Oper:Alltägliche Fluchten

Oper: Das Serail in der "Arabischen Nacht" liegt hoch oben auf dem Dach, ein Fluchtraum, nahe einem Himmel voller Träume.

Das Serail in der "Arabischen Nacht" liegt hoch oben auf dem Dach, ein Fluchtraum, nahe einem Himmel voller Träume.

(Foto: Thomas Dashuber)

"Die arabische Nacht" in der Reaktorhalle

Von Egbert Tholl

Einen tollen Raum hat Angelika Höckner in die Reaktorhalle hineingebaut. Eine Treppenlandschaft aus rosa Schallschluckschaumstoff, auf der ein paar Palmen und Neongebilde wachsen, Kamel und Moschee, glitzernde Orient-Phantasmagorien, zwischen denen graue Hochhäuser herumstehen. Diese haben selbst ein Leben. Die Darsteller können in ihnen verschwinden wie in Aufzugkabinen, man kann in sie hineinfilmen und sieht dann auf einer Leinwand allerliebste Barbie-Puppen-Interieurs, das Innere belebter Wohnzellen.

Und doch ist die Sensation erst einmal das Orchester des Gärtnerplatztheaters. Die Theaterakademie und Musikhochschule zeigen die Oper "Die arabische Nacht", die Christian Jost vor acht Jahren nach einem monologischen Theaterstück von Roland Schimmelpfennig komponiert hat, und Eva Pons leitet das Orchester, das nichts anderes tut, als Perfektion abzuliefern. Allerdings beherzte, hochemotionale, kluge Perfektion. Als spielten die Musiker nie etwas anderes als neue Musik, bei der der kleine Orchesterapparat geteilt ist, quasi innerhalb des einen, schon insgesamt nicht sehr großen Orchesters zwei spielen.
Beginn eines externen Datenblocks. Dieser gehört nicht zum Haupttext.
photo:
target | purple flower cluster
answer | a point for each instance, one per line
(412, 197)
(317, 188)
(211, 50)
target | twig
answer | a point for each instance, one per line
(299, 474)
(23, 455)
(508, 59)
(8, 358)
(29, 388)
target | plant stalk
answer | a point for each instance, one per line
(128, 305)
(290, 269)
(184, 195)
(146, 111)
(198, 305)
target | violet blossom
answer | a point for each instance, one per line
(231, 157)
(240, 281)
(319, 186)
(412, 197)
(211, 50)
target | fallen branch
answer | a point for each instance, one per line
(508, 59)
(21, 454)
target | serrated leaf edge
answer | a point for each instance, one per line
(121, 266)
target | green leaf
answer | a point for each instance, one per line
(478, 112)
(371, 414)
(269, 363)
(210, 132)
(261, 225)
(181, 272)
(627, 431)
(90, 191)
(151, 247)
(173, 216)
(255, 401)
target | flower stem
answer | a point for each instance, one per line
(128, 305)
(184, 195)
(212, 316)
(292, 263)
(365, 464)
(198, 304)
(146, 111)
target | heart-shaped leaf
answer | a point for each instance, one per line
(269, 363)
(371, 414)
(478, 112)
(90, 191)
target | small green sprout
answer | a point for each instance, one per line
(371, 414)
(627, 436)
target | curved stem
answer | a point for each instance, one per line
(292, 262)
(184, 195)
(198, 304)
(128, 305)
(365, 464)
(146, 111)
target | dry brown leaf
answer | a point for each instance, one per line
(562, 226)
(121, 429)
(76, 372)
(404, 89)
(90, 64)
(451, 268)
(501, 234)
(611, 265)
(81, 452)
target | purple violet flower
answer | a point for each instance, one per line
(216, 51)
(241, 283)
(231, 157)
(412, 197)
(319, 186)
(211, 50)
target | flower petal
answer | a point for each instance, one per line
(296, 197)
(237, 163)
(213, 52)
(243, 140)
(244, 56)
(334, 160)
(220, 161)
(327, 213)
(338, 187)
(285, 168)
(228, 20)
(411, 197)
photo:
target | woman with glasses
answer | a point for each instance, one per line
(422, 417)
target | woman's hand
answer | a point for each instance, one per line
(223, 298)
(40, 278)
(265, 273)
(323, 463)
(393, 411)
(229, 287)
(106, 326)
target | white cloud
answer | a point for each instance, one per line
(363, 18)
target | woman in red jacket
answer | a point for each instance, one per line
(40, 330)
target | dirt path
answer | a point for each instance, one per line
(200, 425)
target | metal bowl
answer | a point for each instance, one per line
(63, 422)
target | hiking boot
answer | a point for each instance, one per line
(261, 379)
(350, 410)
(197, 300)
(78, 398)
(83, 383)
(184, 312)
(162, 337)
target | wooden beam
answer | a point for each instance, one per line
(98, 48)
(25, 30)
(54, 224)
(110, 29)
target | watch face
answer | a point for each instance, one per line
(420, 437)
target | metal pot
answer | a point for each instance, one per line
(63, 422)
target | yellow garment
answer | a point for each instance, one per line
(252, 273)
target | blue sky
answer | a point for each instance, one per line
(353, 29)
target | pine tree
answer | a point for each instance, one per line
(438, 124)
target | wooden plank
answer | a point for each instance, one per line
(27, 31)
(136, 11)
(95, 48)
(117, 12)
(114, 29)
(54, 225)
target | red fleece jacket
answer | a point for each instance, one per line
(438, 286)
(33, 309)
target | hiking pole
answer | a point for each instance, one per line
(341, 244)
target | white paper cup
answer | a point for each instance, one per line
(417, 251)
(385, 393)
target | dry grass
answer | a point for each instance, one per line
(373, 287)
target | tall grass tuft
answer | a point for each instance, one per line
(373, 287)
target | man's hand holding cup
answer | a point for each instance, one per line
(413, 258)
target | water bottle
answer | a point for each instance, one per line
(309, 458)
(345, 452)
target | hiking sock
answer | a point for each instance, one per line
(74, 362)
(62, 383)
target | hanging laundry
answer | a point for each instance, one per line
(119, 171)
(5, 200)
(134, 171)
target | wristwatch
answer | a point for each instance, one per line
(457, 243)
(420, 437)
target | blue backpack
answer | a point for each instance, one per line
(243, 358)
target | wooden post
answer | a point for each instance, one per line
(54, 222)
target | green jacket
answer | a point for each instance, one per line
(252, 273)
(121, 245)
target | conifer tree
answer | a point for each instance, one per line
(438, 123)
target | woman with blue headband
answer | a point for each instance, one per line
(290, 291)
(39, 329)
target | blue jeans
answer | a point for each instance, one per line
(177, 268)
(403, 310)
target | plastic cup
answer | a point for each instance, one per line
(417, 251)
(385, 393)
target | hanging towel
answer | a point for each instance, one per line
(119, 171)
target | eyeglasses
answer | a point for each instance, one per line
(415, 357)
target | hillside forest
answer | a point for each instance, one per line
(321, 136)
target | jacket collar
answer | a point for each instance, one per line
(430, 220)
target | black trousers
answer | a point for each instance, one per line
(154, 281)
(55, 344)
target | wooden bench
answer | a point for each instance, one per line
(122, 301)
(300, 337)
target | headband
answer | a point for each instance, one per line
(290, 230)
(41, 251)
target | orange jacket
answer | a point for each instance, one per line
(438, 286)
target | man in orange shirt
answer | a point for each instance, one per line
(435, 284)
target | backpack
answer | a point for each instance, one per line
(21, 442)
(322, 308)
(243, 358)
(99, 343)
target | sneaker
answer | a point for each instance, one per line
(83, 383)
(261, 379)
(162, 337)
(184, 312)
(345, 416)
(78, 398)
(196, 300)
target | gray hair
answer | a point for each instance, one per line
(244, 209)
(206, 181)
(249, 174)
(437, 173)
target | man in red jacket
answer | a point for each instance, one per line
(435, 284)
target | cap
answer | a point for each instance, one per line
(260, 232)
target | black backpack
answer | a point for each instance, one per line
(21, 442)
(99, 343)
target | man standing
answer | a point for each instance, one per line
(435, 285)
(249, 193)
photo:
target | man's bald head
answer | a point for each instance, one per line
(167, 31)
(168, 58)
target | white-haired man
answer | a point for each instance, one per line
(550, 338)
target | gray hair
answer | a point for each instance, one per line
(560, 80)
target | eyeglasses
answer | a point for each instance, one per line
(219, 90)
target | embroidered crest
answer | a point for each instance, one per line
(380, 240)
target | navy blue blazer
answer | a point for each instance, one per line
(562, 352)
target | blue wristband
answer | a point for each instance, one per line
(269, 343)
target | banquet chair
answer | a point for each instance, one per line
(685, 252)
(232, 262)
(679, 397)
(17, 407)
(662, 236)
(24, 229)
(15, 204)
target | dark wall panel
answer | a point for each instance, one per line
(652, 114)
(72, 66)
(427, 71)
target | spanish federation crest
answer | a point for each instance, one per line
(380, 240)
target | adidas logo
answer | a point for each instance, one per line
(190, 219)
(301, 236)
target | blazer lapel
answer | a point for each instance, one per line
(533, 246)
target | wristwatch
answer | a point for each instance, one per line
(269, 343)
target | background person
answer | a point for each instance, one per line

Es flirrt und funkelt, da taucht eine orientalisch anmutende Arabeske auf, dort für Momente eine hinreißend konkrete Melodie.

Jost hat Schimmelpfennigs virtuose Banalitäten ganz seinem System der Musik untergeordnet, zum Glück. Und kann aber dennoch nicht vermeiden, dass hin und wieder Sätze von niederschmetternder Alltagstauglichkeit in einer Klarheit durchscheinen, die man eigentlich gar nicht hören will. Lieber begibt man sich hinein in den Schaum der Wünsche, Erinnerungen, Träume. Balazs Kovalik inszeniert das auch so, sehr sexy, ja fast erotisch, was bei den Darstellern auf der Hand liegt.

Orient, das bedeutet hier Serail, Scheich, Haremsdamen. Kopfgeburten einer tristen Welt, in der selbst der Hausmeister zur Projektionsfigur von Gelüsten taugt, zumindest temporär. Nur: Geht das denn heute so heil? Natürlich, man kann das Stück und die Aufführung als Sehnsucht nach jenem Orient begreifen, den die Fundamentalisten erst einmal gründlich zerstört haben. Aber der Fluchtraum ist hier allausfüllend, der Traum in ihn hinein erfolgt aus der Banalität des Alltags.

Aber was kümmert einen das, wenn man Sängerinnen und Sänger wie diese Master-Studenten hat. Es gibt niemanden, der nicht von Sarah Aristidou und ihrem Koloratursopran hingerissen wäre. Das Traumpaar dieser Oper ist die WG von Aristidou und Clara Corinna Scheurle, einer strahlenden Mezzosopranistin. Im Zusammenklang der beiden schon erstaunlich reifen Stimmen wären sie das perfekte Paar, die eine in höchsten Tönen traurig-traumverloren, die andere in gutgeerdeter Brillanz. Kein Wunder, dass um sie herum die Gelüste toben.